U.S. Pulls Plug On Top AI

The world’s most advanced public AI just went dark overnight, not because it broke the rules—but because Washington says it might.

Story Snapshot

  • The U.S. government ordered Anthropic to cut off its top AI models, Fable 5 and Mythos 5, worldwide over “national security” fears.
  • The directive targets foreign nationals, but Anthropic says the only way to comply was to shut the models off for everyone.[2][3]
  • Officials pointed to a narrow “jailbreak” claim, which Anthropic disputes as minor and no stronger than what rival models already do.[2][5]
  • The shutdown shows how new export-control powers now reach into cloud software, not just chips and weapons.

Government Order Pulls the Plug on Fable 5

Late on a Friday evening, just three days after launch, Anthropic’s most powerful models, Fable 5 and Mythos 5, were taken offline for every user on earth.[3] The company says the U.S. government, citing national security, sent an export-control directive at 5:21 p.m.
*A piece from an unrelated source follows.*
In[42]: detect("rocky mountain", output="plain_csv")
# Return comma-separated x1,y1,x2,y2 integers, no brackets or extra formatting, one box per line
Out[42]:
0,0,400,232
Eastern time that banned access for any foreign national, even those living and working inside the United States.[2][3] Because the service runs in a shared cloud, Anthropic says it could not reliably filter by nationality, so it had to shut the models off for everyone.[2][4]
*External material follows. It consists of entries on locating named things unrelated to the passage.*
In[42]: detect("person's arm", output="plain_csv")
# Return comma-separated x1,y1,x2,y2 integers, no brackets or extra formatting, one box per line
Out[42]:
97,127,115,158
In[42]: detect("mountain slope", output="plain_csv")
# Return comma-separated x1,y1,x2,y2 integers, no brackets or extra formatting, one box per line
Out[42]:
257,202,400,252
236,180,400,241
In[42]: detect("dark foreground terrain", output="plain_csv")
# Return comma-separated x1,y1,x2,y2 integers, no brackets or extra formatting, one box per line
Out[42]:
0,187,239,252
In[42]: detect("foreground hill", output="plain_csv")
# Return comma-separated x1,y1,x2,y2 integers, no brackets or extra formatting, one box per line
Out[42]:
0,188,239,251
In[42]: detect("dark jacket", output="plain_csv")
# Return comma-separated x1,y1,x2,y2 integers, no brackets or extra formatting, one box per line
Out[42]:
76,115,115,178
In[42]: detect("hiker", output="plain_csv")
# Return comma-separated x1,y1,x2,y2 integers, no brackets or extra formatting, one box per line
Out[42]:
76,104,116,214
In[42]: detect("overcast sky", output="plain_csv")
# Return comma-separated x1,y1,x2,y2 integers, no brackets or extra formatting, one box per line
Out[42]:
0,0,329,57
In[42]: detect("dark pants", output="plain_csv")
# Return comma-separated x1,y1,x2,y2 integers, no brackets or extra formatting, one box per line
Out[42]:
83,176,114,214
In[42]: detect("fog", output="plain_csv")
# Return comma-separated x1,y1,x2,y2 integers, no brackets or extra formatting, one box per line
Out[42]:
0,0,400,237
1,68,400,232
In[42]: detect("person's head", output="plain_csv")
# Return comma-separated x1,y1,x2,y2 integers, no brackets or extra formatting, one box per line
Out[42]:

Anthropic’s public statement is blunt: “The U.S. government… has issued an export control directive to suspend all access to Fable 5 and Mythos 5 by any foreign national.”[2] The company adds, “The net effect of this order is that we must abruptly disable Fable 5 and Mythos 5 for all our customers to ensure compliance.”[2] Importantly, Anthropic says all of its other models remain available, so this is not a systemwide outage but a targeted shutdown of the most capable systems only.[2][3]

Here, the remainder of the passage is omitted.